But conservative voices criticised Mr Biden’s unusually brief UN agenda. Besides his speech, Mr Biden will meet with Australia’s Prime Minister Scott Morrison before returning to Washington.
“Most presidents use the UN meetings to shore up relationships, advance co-operation with other governments and promote broader agendas through public meetings. Mr Biden will instead spend minimal time in New York and has few bilateral meetings scheduled,” Brett Schaefer, a senior fellow at the Heritage Foundation, said.
“His sparse schedule will not signal that ‘America is back’, but reinforce the impression that Biden is not engaged or prepared to address the many crises he faces.”
Mr Biden will be hosting British Prime Minister Boris Johnson, India’s Prime Minister Narendra Modi and Japan’s outgoing Prime Minister Yoshihide Suga at the White House this week.
He will not be meeting Middle Eastern leaders such as Turkish President Recep Tayyip Erdogan and Israeli Prime Minister Naftali Bennett, who are also attending the UN conference.

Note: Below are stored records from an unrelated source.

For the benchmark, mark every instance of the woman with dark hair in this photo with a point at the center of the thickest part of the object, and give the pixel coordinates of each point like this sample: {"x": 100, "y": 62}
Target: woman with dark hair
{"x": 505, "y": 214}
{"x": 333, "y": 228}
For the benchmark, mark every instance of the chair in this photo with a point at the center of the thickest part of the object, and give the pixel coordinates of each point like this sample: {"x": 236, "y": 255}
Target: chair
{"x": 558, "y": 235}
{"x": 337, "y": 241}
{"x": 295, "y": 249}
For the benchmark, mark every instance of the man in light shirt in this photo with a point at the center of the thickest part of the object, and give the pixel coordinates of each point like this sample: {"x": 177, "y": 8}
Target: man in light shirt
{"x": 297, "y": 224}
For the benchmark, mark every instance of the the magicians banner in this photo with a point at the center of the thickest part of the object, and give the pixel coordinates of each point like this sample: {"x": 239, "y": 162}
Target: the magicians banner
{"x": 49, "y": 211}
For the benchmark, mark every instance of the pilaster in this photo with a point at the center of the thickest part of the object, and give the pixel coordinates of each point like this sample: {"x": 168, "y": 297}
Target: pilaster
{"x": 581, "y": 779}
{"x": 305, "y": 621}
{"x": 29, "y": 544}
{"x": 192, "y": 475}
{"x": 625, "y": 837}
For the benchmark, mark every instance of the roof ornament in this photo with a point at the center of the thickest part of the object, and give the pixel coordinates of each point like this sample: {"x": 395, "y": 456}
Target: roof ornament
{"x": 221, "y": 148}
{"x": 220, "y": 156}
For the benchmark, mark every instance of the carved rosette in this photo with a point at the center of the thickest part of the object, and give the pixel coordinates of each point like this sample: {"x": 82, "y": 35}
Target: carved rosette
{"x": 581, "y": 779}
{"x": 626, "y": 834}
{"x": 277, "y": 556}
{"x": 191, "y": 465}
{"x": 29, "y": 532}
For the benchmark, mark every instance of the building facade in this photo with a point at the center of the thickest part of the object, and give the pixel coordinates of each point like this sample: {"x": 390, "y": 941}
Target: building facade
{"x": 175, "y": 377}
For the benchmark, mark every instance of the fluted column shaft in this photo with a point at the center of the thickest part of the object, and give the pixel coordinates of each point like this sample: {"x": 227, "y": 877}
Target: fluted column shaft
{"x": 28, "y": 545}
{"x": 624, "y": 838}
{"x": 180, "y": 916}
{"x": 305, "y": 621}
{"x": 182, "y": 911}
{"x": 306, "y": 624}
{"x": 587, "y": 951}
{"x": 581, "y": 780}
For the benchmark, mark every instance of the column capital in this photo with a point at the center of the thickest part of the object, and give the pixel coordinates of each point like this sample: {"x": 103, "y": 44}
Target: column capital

The lead Republican on the House Foreign Affairs Committee, Michael McCaul, saw the speech as contrary to Mr Biden’s actions.
“President Biden’s speech today does not match his actions. His failed leadership led to the chaotic and deadly withdrawal from Afghanistan that abandoned our partners, angered our Nato allies and emboldened our adversaries,” he said.